8. Claims for defects
(1) The statutory provisions shall apply to the customer's rights in the event of material defects and defects of title, unless otherwise stipulated below. In all cases, the special statutory provisions shall remain unaffected in the case of final delivery of the unprocessed goods to a consumer, even if the consumer has processed them further (supplier's recourse pursuant to section 478 BGB). If the defective goods are further processed by the customer or another entrepreneur, any claims based on supplier recourse shall be excluded.
(2) Claims for defects by the customer, to whom the statutory obligations to inspect for defects and give notice of defects pursuant to section 377, 381 HBG apply, require that the customer has complied with these obligations. If a defect becomes apparent upon delivery, inspection or at a later point in time, the customer shall notify us in writing immediately. Obvious defects must always be reported in writing within 5 working days from delivery; defects not recognisable during the inspection must always be reported within the same period starting from their discovery. Our liability for any defect not being reported or not being reported in time or not being reported properly shall be excluded in accordance with the statutory provisions if the customer fails to carry out the proper inspection and/or report the defect.
(3) We shall have the right to choose with regard to supplementary performance (rectification of the defect or delivery of a defect-free item). Our right to refuse supplementary performance under the statutory conditions remains unaffected.
(4) If we owe supplementary performance, we shall be entitled to make this dependent on the customer paying the due purchase price. However, the customer shall be entitled to retain a part of the purchase price which is reasonable in relation to the defect.
(5) If the supplementary performance has failed or if a reasonable deadline to be set by the customer for the supplementary performance has expired unsuccessfully or is dispensable according to the statutory provisions, the customer may withdraw from the purchase contract or reduce the purchase price. In the case of an insignificant defect, however, there shall be no right of withdrawal.
(6) Claims of the customer for damages or reimbursement of futile expenses may even in the case of defects only be asserted in accordance with clause 9 (liability) and shall be otherwise excluded.
(7) Any seller's warranties given by us for certain articles shall be in addition to the claims for material defects or defects of title as stipulated under paragraph (1).
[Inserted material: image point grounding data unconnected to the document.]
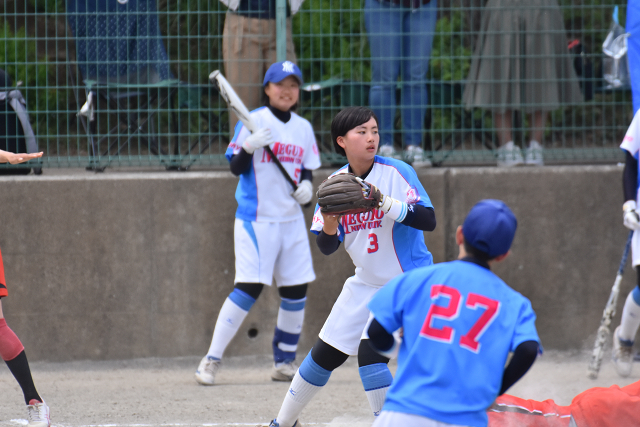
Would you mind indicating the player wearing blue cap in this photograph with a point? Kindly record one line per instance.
(459, 322)
(270, 236)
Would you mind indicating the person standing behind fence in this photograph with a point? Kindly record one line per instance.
(249, 46)
(521, 62)
(400, 38)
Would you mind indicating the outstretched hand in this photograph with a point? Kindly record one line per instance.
(15, 158)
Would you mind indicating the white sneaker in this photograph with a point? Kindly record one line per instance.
(206, 373)
(284, 371)
(509, 155)
(622, 355)
(38, 414)
(274, 423)
(386, 151)
(533, 154)
(415, 155)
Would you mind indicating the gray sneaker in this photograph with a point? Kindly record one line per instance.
(207, 370)
(622, 355)
(533, 154)
(284, 371)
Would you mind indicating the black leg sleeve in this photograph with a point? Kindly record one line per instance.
(19, 367)
(522, 359)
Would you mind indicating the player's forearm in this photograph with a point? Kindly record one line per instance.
(240, 163)
(523, 357)
(630, 177)
(421, 218)
(327, 243)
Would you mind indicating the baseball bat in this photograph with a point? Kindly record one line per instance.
(607, 316)
(237, 106)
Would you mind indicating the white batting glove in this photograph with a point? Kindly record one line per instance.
(304, 193)
(258, 139)
(630, 218)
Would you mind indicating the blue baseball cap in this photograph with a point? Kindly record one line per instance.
(490, 227)
(280, 71)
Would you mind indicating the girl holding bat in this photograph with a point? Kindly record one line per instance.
(270, 235)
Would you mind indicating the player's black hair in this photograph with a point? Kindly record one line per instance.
(346, 120)
(476, 253)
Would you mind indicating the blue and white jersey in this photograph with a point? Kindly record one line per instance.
(631, 143)
(380, 247)
(460, 322)
(263, 194)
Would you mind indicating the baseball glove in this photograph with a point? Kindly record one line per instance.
(345, 193)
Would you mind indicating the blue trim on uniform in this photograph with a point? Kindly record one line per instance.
(249, 229)
(313, 373)
(242, 299)
(375, 376)
(636, 294)
(293, 304)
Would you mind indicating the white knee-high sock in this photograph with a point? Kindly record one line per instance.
(288, 328)
(307, 382)
(232, 314)
(376, 380)
(630, 316)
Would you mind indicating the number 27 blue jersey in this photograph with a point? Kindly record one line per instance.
(460, 322)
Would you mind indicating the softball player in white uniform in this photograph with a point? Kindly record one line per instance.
(270, 235)
(382, 244)
(625, 334)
We guarantee to the customer in accordance with the following provisions for fetra products purchased by the customer from fetra within a period of generally 120 months from delivery (warranty period) (in exceptional cases indicated in the fetra product catalogue only 12 or 24 months) that the product will be free from material or manufacturing defects (scope of warranty). The warranty period starts at the time of delivery. Any warranty claims may only be asserted against presentation of the original invoice with the date of purchase. In the event of a valid warranty claim, we will, at our discretion, replace or repair the defective product. If parts are replaced, the replaced parts shall become our property. If the customer or a third party has made any changes to the delivered goods which have led to the defect, the warranty shall not apply. Furthermore, it does not apply to defects caused by improper use and also not to consequential or incidental damage or damage due to loss of use.